September 23, 2024

Gold and platinum mining shares experienced another day of robust gains on the Johannesburg Stock Exchange (JSE), as investors sought refuge in precious metals amidst geopolitical tensions and surprising economic performances from major global players like the US and China.

Yesterday, Impala Platinum Holdings saw its shares surge by 4.9%, Sibanye-Stillwater’s precious metals miner shares were up by the same margin, Anglo American Platinum climbed by 3.7%, Northam Platinum Holdings by 3.9%, and African Rainbow Minerals by 4.6%. These increases mirrored substantial upticks in the prices of their underlying commodities since the beginning of the year.
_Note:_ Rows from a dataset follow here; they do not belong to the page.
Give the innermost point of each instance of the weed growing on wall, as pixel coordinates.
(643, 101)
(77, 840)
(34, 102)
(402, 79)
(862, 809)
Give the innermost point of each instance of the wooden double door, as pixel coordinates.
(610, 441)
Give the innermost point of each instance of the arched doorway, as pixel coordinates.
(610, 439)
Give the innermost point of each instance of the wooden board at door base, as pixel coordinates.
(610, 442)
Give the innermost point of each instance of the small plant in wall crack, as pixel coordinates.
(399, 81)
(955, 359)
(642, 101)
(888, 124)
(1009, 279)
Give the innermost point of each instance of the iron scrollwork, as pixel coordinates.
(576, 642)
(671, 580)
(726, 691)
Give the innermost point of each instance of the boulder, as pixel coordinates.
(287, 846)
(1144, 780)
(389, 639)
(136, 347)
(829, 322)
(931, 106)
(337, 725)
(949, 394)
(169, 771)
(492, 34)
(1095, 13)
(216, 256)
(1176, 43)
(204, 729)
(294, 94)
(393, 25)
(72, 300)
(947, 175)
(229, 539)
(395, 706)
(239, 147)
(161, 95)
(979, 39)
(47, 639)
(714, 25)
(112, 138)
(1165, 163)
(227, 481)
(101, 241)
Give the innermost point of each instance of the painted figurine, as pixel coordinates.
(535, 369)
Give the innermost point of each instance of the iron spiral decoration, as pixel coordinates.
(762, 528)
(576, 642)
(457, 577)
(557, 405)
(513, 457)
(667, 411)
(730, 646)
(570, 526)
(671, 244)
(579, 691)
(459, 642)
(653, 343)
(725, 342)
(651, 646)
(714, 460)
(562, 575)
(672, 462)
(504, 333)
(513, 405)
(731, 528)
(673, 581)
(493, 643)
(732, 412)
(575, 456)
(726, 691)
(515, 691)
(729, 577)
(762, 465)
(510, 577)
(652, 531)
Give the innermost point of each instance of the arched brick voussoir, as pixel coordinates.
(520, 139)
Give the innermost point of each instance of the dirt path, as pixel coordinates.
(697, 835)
The price of gold, for instance, skyrocketed by 16.1% to $2,339.24 (R43,222) per ounce yesterday from $2,013.43 per ounce on December 2, 2023. Meanwhile, the spot price of platinum surged by 6.6% over just a few days, from $930.80 per ounce on Friday to $993 yesterday. Palladium, another platinum group metal, climbed to $1,061.58 from $995.66 per ounce on Friday. However, platinum group metal prices remained below the peak reached in April of the previous year.

According to Seleho Tsatsi, an investment manager at Anchor Capital, platinum, palladium, and rhodium typically account for more than 80% of revenue for platinum miners. Tsatsi noted a recent uptick in these metals’ prices, with platinum, palladium, and rhodium increasing by 7%, 4%, and 5%, respectively, over the past month.

Dr. Chris Harmse, a consulting economist at Sequoia Capital Management, attributed the rise in precious metals prices to three main factors. Firstly, he pointed to the stronger-than-anticipated US economy, which was bolstered by a positive jobs report indicating potential interest rate hikes by the US Federal Reserve. Secondly, the unexpected strength of the Chinese economy, with GDP expectations now at 5%, compared to 4% at the start of the year, was also a contributing factor. Thirdly, the surge in oil prices, up by about $10 a barrel in recent weeks due to geopolitical uncertainties, further drove up commodity prices.

Stephan Erasmus, an investment analyst at Anchor, highlighted the influence of various factors on gold price dynamics in 2024. He emphasized non-traditional investment avenues, central bank purchases, and non-monetary demand as key drivers. Erasmus noted that central banks, particularly the People’s Bank of China, significantly bolstered gold prices through purchases, reflecting bullish sentiment towards gold despite its price rise.

In conclusion, amidst global economic and political uncertainties, gold and platinum mining shares continue to surge, driven by their perceived safe-haven status and increasing demand influenced by a variety of factors on the global stage.

This surge underscores investors’ ongoing faith in precious metals as a reliable store of value during turbulent times, further solidifying their position as key assets in diversified investment portfolios.